Problem in loop replication detection
Case
A <--dtle --> B
- Prepare data on both sides
create schema if not exists a592;
create table a592.a (id int primary key auto_increment);
insert into a592.a values (1);
-
run the 2 jobs
-
exec on side A
set gtid_next = '11111111-1111-1111-1111-111111111111:1';
update a592.a set id = 111 where id = 1;
set gtid_next = 'automatic';
insert into a592.a values (1);
-
The TX is replicated to B (which is normal)
-
The TX is replicated to A again (which it should not), since the OSID is not A's uuid.
[ERROR] client.driver_mgr.dtle: error at exec: driver=dtle @module=dtle.applier.ApplyBinlogEvent err="Error 1062: Duplicate entry '111' for key 'PRIMARY'" gtid=b0f42144-06cd-11e9-93ca-02000aba3e28:74 job=aa2 timestamp=2021-02-25T17:56:21.693+0800
We should check whether a tx has been executed based on target gtid_executed instead of uuid.

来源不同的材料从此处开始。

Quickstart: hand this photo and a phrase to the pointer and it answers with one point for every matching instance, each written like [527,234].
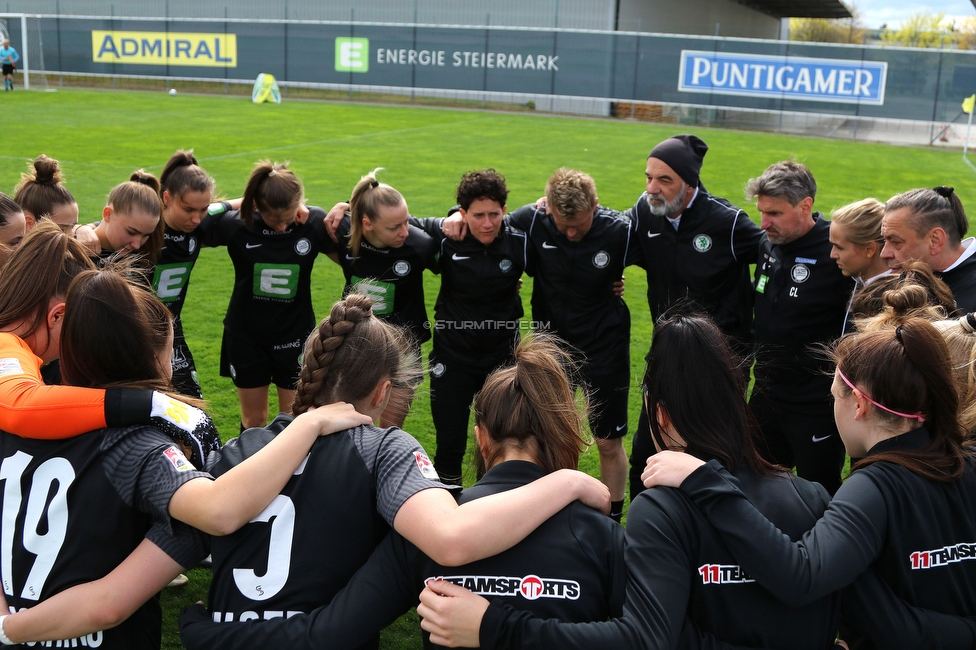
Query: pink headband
[858,391]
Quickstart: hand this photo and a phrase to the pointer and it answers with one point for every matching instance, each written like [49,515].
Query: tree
[966,33]
[824,30]
[922,30]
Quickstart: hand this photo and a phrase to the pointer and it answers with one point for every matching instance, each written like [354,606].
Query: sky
[878,12]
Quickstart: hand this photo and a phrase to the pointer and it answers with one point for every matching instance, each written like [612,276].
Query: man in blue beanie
[697,249]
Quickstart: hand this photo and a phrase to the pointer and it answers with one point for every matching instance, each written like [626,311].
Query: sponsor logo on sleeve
[800,273]
[423,463]
[530,587]
[944,556]
[761,284]
[723,574]
[10,367]
[178,460]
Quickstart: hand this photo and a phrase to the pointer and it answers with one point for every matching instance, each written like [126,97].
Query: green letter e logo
[352,54]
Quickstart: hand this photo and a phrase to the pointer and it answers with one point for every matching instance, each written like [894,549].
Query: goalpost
[27,47]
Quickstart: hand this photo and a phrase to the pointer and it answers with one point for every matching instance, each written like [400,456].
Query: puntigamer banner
[793,77]
[869,82]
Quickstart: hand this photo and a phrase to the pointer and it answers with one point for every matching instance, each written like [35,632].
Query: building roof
[801,8]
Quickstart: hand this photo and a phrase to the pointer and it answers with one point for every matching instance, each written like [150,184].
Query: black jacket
[572,294]
[801,302]
[705,262]
[478,307]
[962,282]
[571,567]
[919,536]
[685,589]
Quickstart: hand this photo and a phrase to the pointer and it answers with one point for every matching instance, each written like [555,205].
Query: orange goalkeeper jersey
[31,409]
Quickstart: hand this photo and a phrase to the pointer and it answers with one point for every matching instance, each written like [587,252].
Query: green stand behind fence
[265,89]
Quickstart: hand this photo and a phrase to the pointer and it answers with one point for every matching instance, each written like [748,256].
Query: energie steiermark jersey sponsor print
[308,542]
[272,297]
[391,277]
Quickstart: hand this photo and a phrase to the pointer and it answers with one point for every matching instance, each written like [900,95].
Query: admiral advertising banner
[702,72]
[165,48]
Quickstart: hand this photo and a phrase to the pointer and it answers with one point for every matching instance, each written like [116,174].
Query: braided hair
[349,353]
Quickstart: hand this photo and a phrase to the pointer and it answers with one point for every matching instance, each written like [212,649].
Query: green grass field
[100,137]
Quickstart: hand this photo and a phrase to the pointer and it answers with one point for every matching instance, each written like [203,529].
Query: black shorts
[608,404]
[185,378]
[254,365]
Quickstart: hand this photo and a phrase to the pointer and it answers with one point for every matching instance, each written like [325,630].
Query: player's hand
[335,417]
[669,468]
[86,236]
[618,287]
[185,424]
[454,227]
[332,219]
[451,614]
[590,491]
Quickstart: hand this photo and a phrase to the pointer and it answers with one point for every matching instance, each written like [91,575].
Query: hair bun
[46,170]
[143,177]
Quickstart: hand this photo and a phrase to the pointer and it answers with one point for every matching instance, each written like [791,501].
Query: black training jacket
[685,590]
[570,567]
[917,535]
[572,294]
[962,282]
[392,277]
[705,262]
[478,307]
[801,302]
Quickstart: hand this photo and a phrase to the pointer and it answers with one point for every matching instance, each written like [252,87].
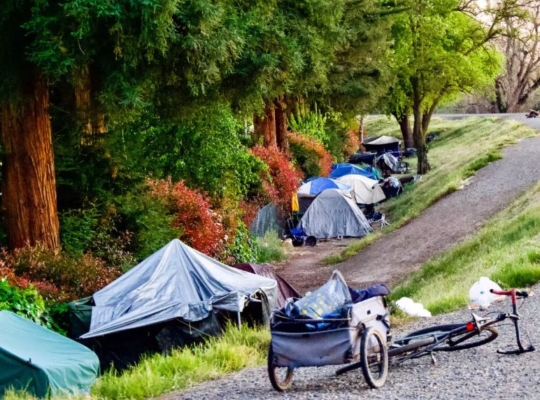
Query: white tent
[365,190]
[333,214]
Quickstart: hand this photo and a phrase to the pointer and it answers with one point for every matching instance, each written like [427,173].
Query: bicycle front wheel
[462,339]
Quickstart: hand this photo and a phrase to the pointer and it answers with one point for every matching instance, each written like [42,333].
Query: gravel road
[478,373]
[440,227]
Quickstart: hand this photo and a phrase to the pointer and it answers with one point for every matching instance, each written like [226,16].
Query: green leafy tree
[107,61]
[439,52]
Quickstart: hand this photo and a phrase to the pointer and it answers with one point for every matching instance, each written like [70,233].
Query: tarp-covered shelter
[312,188]
[172,298]
[42,362]
[333,214]
[365,191]
[285,290]
[381,144]
[348,169]
[267,219]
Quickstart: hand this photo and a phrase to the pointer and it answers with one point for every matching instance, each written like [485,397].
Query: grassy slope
[464,146]
[507,250]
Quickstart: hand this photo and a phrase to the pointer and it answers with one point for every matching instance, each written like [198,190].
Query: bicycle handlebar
[511,292]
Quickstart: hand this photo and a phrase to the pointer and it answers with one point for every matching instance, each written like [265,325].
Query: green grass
[507,250]
[235,350]
[155,375]
[463,147]
[270,248]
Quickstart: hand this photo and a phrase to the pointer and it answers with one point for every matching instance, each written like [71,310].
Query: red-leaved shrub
[282,179]
[56,276]
[351,143]
[201,226]
[310,155]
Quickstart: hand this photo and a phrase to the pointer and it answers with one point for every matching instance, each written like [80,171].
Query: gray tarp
[333,214]
[175,282]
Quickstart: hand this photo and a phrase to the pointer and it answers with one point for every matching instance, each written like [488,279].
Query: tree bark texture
[404,122]
[281,126]
[29,185]
[265,127]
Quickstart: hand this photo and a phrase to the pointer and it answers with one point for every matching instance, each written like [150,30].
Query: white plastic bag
[480,295]
[409,307]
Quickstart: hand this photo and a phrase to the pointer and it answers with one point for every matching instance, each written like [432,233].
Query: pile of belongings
[285,290]
[392,187]
[42,362]
[333,300]
[348,169]
[363,158]
[324,327]
[382,144]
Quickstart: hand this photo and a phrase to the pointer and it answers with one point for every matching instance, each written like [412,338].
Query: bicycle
[453,337]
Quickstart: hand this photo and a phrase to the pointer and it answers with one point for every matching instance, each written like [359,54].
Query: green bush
[27,303]
[243,248]
[310,155]
[309,123]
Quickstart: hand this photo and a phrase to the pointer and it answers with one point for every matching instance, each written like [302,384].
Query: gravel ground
[478,373]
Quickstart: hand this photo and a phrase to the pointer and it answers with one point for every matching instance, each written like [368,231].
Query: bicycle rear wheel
[280,377]
[462,339]
[373,358]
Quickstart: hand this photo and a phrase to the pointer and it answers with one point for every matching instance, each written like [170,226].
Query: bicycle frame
[464,333]
[515,318]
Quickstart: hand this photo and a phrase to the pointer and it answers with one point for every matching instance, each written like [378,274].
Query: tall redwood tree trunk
[29,185]
[281,125]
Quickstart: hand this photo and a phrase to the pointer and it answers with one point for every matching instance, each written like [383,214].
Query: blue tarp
[318,185]
[347,169]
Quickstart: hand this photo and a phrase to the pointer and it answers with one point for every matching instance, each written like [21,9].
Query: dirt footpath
[441,226]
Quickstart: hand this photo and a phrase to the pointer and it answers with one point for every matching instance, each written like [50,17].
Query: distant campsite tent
[318,185]
[347,169]
[365,190]
[172,298]
[285,290]
[381,144]
[42,362]
[333,214]
[311,189]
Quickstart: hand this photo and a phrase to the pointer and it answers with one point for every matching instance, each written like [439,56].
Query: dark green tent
[42,362]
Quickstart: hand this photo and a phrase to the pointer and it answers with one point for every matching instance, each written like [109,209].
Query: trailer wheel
[373,358]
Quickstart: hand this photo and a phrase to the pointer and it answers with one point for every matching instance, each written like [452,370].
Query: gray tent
[174,297]
[175,282]
[334,214]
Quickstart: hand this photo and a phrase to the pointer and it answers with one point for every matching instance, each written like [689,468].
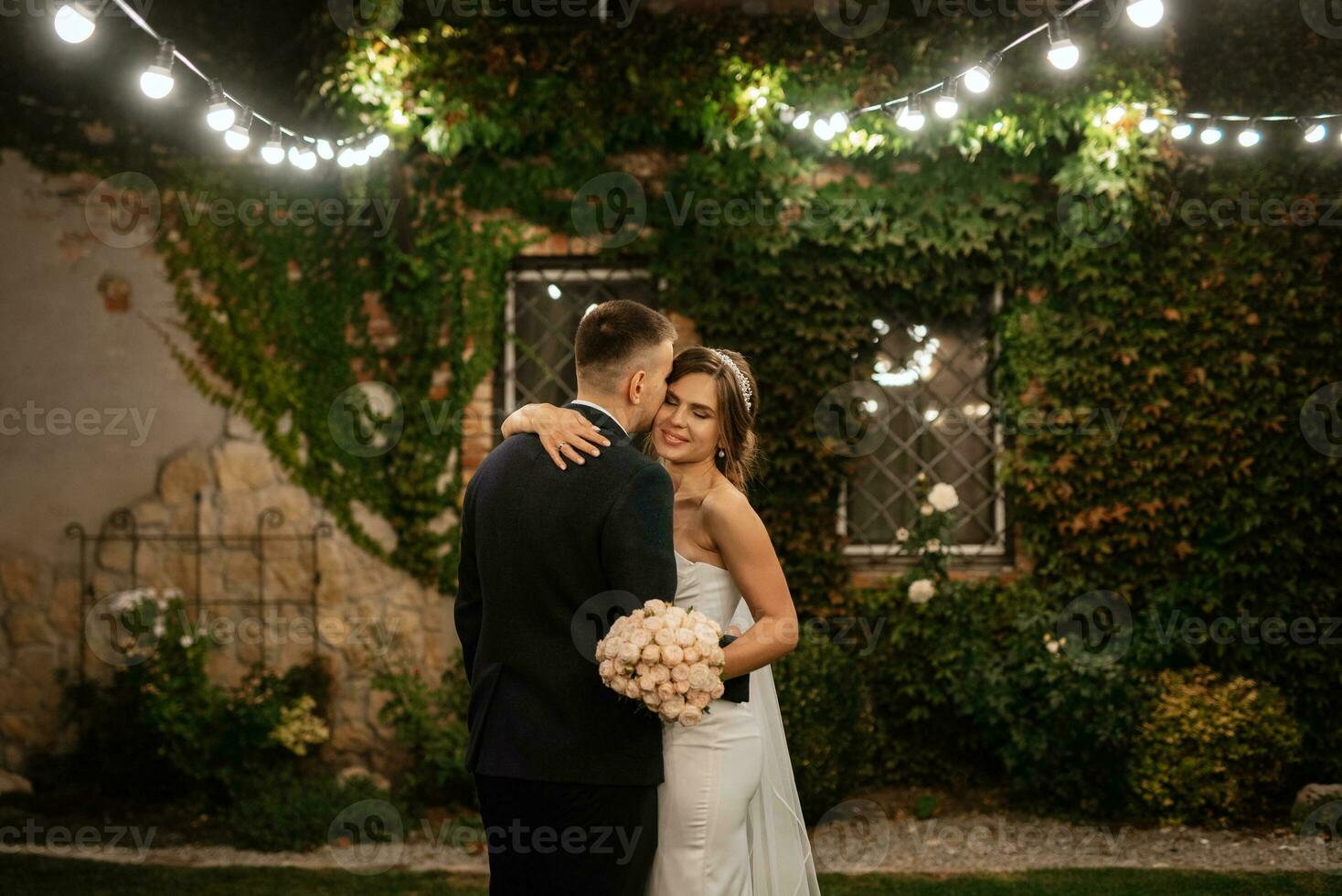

- 已知事务的gtid有server_id:gno两部分.
- 当A端执行的TX, 其gtid.server_id不是A的server_id时, 循环识别机制将误判
问题重述:
- 一个TX gtid有server_uuid:gno两部分
- dtle在目标端mysql gtid_executed表上记录TX的server_uuid:gno
- TODO
方案1: gtid_executed记录TX uuid和src MySQL uuid(如若两者不一致).
- 对于源端uuid会发生变化(集群切换、SIP飘移)的情况无效
方案2A: 遇到有osid的TX,执行前通过select @@global.gtid_executed查询
- 性能开销?
- AliRDS支持?
- 已知DBLE不支持
方案2B: 使用MySQL session_track_gtids功能追踪dst mysql的gtid_executed
- 性能开销?
- AliRDS支持?
- 目测DBLE不支持
方案3: 拓展dtle源端和目标端的功能,使其支持单job双向复制。则可以通过 slave thread得知mysql的gtid_executed
目前倾向于方案3。需作较大调整:
- 整合job配置:所有配置写在src端,由src发给dst端
- 调整Extractor/Applier, 可在task中重复启动
- 对于双向复制,在Extractor/Applier间共享一些信息
TODO 考虑双向执行DDL的问题。
方案4: 提供选项, 执行set gtid_next, 使源端目标端gtid一致.
这需要REPLICATION_APPLIER权限(8.0) 或者 SUPER 权限 (5.7)
当gtid_next包含于gtid_executed中时, MySQL会忽略该TX的执行.
问题4.1: set gtid_next vs DDL (implicit commit)
mysql> set gtid_next = 'acd7d195-06cd-11e9-928f-02000aba3e00:1';
Query OK, 0 rows affected (0.01 sec)
mysql> create table a.a1 (id int primary key);
Query OK, 0 rows affected (0.07 sec)
mysql> set gtid_next = 'acd7d195-06cd-11e9-928f-02000aba3e00:2';
Query OK, 0 rows affected (0.00 sec)
mysql> begin;
Query OK, 0 rows affected (0.01 sec)
mysql> create table a.a2 (id int primary key);
ERROR 1778 (HY000): Cannot execute statements with implicit commit inside a transaction when @@SESSION.GTID_NEXT == 'UUID:NUMBER'.
问题4.2: 多job复制不同表
tx
-
insert tb1
-
insert tb2
-
job1先复制tx.tb1
-
job2后复制tx.tb2
则job2复制tx时, 目标端MySQL认为tx已经执行过, 会跳过执行.